Me perdí la final televisada del torneo internacional de fútbol alevín en Arona. Solo llegué a ver los últimos cinco minutos: el resultado, el triunfo del Español, la derrota de Real adrid, la alegría del vencedor y la patética imagen lacrimógena de los perdedores. Chavales de once años, que salieron como favoritos, pero la suerte y la garra del contrario les hurtaron la victoria. La frustración del vencido se expresó como llanto colectivo de niños acostumbrados, en apariencia, a tenerlo todo y a ganar siempre.

Habrá respetables criterios que valoren la escena en positivo por aquello de la voluntad de ganar como virtud prioritaria. Pero a mí me afectó en sentido contrario, no por lástima hacia los pequeños, que también -por algo me siento madridista-, sino por el simbolismo distorsionado de unos valores, que me induce a la reflexión.

Ignoro la formación que reciben estos críos como complemento deportivo en los entrenamientos donde, además del músculo y manejo del balón, deben trabajarse la inteligencia y los conceptos morales.

También en casa han de cultivarse los principios éticos y la educación en valores. Elementos fundamentales para interpretar y asumir el deporte y la competición como complemento ideal en un conjunto de calidades humanas que, para la vida real, cualquier padre aspira infundir en sus hijos.

Hasta aquí, la teoría -o la utopía-. Porque merece estudio antropológico aparte y en profundidad, el comportamiento de algunos padres y madres -no todos- que con buen criterio, en principio, asisten como espectadores y apoyo emocional a los partidos del domingo por la mañana que sus hijos, alevines, disputan en su barrio o en el del vecino cuando toca fuera.

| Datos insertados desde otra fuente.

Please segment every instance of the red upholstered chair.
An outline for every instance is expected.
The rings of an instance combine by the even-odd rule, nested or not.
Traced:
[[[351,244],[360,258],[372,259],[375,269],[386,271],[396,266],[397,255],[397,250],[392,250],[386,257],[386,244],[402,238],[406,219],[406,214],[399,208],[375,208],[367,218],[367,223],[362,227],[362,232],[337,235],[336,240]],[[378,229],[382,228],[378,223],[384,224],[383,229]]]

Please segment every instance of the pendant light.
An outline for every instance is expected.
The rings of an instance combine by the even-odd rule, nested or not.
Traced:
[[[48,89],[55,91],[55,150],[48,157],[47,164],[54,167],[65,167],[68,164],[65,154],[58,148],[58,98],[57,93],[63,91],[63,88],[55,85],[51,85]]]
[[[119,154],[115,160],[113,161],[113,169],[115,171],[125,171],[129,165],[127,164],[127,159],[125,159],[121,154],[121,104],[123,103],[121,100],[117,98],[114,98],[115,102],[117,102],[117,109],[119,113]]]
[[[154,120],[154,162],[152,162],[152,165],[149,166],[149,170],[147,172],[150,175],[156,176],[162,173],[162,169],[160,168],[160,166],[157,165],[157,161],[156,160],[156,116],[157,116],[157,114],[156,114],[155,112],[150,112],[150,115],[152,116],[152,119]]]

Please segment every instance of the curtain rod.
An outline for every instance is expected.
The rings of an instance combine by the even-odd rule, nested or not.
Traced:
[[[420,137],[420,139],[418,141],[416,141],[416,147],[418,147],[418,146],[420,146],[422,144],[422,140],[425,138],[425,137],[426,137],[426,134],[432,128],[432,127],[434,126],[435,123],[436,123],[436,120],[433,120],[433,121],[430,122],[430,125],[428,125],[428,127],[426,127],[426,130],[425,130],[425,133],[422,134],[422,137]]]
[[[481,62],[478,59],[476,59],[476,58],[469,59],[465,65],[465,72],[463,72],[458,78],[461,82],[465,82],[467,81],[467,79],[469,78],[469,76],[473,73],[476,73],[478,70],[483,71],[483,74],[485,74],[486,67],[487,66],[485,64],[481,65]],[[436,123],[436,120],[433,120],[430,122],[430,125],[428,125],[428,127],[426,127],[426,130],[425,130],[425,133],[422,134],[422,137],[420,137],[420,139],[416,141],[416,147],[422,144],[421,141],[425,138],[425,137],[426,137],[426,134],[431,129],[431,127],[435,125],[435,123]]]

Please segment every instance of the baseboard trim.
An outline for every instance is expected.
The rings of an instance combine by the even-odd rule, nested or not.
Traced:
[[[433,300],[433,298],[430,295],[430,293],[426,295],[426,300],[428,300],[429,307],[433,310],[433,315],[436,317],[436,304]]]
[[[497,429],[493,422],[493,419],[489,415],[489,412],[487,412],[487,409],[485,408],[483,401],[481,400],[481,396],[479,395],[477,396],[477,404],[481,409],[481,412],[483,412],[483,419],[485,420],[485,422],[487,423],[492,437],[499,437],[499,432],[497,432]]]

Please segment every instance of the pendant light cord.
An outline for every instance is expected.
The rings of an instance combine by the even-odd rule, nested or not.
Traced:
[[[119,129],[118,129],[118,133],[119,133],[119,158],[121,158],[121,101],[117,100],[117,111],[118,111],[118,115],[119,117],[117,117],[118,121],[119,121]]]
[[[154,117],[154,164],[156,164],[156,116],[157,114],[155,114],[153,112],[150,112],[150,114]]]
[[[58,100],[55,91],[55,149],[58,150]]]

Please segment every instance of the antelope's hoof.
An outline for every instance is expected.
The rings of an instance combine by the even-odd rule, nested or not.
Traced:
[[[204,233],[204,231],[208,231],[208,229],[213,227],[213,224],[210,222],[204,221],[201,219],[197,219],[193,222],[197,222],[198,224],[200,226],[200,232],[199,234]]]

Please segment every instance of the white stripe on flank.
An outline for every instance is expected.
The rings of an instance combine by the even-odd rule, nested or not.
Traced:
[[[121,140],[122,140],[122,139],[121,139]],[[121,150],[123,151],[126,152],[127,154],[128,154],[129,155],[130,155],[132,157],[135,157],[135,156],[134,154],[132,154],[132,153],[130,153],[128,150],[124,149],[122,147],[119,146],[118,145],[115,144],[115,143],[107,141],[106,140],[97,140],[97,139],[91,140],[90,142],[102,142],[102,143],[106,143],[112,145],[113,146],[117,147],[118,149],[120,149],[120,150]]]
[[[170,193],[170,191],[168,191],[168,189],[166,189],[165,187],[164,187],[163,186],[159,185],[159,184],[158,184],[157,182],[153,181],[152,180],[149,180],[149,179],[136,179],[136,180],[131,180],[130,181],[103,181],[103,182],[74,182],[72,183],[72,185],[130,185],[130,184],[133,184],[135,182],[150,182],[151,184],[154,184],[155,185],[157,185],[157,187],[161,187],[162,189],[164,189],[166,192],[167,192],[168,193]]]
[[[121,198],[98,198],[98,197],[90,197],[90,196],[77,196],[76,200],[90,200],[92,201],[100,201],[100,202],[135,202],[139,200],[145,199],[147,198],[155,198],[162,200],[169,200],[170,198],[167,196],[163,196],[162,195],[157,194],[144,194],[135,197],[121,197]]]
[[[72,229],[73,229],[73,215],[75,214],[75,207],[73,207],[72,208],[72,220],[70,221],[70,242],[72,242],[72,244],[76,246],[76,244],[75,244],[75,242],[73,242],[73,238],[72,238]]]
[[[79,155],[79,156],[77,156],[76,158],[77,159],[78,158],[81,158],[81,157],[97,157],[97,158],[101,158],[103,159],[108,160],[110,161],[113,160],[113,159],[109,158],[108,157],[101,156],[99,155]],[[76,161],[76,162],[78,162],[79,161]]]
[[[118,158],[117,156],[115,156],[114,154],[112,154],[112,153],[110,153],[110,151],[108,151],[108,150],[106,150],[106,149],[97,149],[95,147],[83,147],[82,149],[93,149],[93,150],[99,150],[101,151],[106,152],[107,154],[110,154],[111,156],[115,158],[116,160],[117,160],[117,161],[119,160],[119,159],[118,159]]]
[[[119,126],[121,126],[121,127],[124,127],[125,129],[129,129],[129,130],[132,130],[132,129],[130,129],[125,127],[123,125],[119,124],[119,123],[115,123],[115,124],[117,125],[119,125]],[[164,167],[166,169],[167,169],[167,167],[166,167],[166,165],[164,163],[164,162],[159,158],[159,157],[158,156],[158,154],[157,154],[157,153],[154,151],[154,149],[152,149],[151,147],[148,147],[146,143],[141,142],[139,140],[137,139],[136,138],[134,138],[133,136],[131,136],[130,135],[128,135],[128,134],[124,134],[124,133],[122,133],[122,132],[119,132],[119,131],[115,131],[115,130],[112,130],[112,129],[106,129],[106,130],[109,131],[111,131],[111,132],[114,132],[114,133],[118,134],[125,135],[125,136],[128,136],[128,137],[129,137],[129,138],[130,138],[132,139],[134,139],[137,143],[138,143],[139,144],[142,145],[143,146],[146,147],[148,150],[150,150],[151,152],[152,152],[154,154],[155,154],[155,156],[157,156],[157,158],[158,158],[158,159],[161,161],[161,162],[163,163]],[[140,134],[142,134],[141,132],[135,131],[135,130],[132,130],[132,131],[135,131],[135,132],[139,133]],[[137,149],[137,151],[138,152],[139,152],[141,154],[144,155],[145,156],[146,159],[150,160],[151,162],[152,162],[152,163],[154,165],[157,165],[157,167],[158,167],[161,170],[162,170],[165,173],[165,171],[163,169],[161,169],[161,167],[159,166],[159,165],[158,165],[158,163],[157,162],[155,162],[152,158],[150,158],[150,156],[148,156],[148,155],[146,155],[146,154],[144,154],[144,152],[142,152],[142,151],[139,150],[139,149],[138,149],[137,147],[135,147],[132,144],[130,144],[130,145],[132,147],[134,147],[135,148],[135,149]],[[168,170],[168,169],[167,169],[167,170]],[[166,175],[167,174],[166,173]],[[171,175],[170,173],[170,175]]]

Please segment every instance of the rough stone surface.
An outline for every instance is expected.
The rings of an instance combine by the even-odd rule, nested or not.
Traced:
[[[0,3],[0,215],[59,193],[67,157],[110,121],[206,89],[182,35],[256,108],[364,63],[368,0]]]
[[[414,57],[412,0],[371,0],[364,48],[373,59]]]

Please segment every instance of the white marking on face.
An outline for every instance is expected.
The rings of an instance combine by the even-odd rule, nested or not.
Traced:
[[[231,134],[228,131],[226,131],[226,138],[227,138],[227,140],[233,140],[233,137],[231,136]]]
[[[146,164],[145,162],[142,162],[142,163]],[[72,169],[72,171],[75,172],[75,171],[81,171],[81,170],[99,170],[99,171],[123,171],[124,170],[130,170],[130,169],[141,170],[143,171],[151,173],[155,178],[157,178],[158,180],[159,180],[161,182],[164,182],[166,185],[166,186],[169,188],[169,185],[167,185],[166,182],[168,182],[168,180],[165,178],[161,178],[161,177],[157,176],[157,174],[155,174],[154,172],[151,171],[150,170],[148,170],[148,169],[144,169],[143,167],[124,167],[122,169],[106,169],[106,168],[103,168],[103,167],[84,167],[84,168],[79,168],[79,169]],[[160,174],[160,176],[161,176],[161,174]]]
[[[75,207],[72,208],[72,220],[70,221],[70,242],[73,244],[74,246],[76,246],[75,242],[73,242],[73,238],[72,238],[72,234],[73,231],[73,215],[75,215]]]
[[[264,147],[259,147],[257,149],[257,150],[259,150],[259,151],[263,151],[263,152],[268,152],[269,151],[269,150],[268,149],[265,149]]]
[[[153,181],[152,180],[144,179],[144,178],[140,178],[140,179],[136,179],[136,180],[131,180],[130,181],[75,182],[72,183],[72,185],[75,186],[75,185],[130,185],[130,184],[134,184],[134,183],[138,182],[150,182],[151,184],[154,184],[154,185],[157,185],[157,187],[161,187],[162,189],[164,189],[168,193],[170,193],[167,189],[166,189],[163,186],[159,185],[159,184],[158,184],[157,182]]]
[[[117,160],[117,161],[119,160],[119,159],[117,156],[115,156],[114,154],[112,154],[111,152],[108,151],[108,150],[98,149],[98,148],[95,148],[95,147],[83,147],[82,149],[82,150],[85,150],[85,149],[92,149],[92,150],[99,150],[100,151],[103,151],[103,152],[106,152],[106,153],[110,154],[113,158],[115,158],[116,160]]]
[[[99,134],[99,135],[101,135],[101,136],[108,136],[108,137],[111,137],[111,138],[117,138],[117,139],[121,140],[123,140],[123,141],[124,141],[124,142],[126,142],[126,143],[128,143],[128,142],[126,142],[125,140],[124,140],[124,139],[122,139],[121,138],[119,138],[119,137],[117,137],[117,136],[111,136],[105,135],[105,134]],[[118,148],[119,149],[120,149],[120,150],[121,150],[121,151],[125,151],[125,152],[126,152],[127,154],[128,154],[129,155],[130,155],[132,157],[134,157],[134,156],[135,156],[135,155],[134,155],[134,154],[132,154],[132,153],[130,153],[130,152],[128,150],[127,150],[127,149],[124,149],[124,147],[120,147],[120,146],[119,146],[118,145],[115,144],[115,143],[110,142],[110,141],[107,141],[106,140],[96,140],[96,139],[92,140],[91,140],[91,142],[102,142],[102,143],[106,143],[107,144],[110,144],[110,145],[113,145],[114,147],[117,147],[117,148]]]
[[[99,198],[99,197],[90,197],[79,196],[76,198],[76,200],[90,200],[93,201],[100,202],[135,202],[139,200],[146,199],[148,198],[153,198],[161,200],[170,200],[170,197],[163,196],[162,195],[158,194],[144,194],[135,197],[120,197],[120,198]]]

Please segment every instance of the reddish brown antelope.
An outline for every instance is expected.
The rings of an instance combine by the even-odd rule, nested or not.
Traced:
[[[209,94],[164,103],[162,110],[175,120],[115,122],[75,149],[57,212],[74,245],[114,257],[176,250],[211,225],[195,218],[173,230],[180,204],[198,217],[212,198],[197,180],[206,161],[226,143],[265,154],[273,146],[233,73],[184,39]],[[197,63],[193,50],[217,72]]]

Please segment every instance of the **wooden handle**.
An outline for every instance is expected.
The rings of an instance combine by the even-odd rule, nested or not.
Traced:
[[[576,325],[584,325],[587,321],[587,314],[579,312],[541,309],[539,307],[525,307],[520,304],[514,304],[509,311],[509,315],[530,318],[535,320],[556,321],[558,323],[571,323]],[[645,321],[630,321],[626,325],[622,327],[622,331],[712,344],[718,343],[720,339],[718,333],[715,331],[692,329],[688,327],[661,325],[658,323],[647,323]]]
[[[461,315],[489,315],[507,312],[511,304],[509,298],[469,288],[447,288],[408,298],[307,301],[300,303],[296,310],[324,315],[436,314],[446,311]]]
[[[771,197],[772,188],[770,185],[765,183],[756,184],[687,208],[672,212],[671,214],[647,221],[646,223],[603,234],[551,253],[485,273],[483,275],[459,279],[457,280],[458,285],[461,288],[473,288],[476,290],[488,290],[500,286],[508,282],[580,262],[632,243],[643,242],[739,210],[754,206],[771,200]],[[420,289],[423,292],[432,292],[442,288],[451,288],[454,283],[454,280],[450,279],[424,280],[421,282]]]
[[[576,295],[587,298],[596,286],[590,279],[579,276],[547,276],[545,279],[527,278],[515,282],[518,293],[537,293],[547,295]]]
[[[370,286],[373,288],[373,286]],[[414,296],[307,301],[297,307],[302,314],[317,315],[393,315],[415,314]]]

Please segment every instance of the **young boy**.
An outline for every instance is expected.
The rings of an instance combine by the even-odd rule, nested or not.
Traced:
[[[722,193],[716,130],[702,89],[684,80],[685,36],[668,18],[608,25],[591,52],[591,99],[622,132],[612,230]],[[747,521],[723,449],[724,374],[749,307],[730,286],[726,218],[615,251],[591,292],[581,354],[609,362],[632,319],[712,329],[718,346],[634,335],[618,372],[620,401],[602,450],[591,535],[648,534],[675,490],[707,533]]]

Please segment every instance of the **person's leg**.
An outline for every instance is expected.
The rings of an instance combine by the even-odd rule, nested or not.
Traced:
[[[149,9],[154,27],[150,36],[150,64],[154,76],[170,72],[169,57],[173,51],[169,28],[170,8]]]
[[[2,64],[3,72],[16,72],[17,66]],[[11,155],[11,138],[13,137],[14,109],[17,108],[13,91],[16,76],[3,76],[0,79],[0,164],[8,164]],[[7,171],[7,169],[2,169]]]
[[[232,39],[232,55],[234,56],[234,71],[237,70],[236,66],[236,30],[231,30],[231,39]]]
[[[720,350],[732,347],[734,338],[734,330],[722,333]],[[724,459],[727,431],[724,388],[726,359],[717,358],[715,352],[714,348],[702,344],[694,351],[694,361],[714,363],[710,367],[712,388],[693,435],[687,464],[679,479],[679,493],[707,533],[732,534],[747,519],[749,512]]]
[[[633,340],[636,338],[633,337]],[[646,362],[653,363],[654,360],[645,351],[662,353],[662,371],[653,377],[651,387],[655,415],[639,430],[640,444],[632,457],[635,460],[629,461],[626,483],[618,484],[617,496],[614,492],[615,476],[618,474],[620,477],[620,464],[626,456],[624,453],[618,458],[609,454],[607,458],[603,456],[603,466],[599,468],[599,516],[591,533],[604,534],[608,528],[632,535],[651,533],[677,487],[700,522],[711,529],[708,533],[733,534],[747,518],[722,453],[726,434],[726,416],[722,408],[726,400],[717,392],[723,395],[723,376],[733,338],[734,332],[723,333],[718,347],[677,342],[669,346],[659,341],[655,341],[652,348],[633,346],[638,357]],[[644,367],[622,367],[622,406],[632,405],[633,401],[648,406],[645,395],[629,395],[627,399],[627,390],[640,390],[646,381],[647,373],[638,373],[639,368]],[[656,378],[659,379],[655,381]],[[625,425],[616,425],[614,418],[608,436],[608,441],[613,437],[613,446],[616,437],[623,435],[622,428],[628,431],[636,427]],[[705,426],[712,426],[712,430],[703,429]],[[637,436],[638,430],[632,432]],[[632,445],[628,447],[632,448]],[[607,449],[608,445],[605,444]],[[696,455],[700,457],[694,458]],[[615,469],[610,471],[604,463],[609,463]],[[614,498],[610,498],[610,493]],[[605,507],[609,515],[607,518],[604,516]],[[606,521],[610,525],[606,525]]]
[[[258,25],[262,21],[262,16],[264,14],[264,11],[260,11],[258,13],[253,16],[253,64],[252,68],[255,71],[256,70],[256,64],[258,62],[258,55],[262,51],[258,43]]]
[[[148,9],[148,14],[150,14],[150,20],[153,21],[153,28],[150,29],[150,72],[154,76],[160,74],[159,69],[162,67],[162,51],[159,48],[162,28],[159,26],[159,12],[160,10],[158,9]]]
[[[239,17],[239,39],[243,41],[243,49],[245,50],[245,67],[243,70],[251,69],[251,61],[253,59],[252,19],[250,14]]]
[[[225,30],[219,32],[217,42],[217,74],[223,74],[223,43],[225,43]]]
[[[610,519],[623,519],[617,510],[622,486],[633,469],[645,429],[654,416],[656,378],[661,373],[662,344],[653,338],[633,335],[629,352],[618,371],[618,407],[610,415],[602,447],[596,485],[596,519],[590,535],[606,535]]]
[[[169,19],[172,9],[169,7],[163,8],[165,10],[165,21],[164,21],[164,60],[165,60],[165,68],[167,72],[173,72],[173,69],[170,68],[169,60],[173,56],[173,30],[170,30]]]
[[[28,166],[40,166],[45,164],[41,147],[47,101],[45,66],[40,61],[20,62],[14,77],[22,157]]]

Pero el espectáculo se sirve en sartén candente cuando el árbitro le pita una falta a su niño, o no expulsa al contrario, facineroso hijo de tal, que le puso una zancadilla cuando estaba a punto de marcar, y ni siquiera pita penalti ese desgraciao, sobre el que llueven insultos a mansalva .

La energumenización (perdón por el palabrejo) paterno, o materno-filial, trasciende sin duda al ámbito familiar, y por ende, a los comportamientos sociales y humanitarios que, a la vista está, adolecen de la falta de entidad deseable en una convivencia cívica que todos, de arriba abajo y de izquierda a derecha, debiéramos cultivar sin reservas y con dedicación exquisita a la formación de quienes, en pocos años, serán o deberán ser, artífices y responsables de una infraestructura socio-cultural que exige ser cultivada desde las bases.

No cabe duda de que el deporte en general y, en particular, campeonatos ejemplarizantes como el aquí comentado, son parte importante de ese proceso formativo que, por ideal y utópico, no deja de significar una meta u objetivo a alcanzar con intención de excelencia, como base para un estado de bienestar que comienza allá donde acaban las penurias de comportamientos improcedentes.

Un dicho inglés -ellos, que han inventado casi todas las modalidades deportivas- me parece muy aleccionador: "El rugby es un deporte de villanos jugado por caballeros, y el fútbol es deporte de caballeros jugado por villanos". Es evidente que el protocolo instituido en el reglamento del rugby, cumplido con exquisitez por sus practicantes, nada tiene que ver con actitudes poco edificantes y escenas de violencia relacionadas con el fútbol.

Cierto que se ha visto llorar a algún futbolista profesional por perder, por ejemplo, una final de Champions, pero puede ser un lloro anexo a la cuantiosa prima que dejará de cobrar por un mal resultado.

Convendría explicar a estos chavales, futuros fenómenos, figuras en ciernes, que hay que guardar las lágrimas de hombre para situaciones que las merezcan, en un mundo de penurias humanitarias, donde una sola lágrima sería gesto de solidaridad con el copioso llanto del hambre, la miseria y la desgracia de tantos otros seres desfavorecidos.

En casos como este, `puede suponer hasta una falta de respeto al adversario, que no es un enemigo a quien odiar y menospreciar, sino un compañero de fatigas, que juega en otro equipo pero es un semejante. El amigo al que felicitar por su éxito, sin resentimiento ni llantinas de frustración.

Hay que aprender de deportistas ejemplares y de su comportamiento, tanto en la victoria como en la derrota. ¡Vamos, Rafa!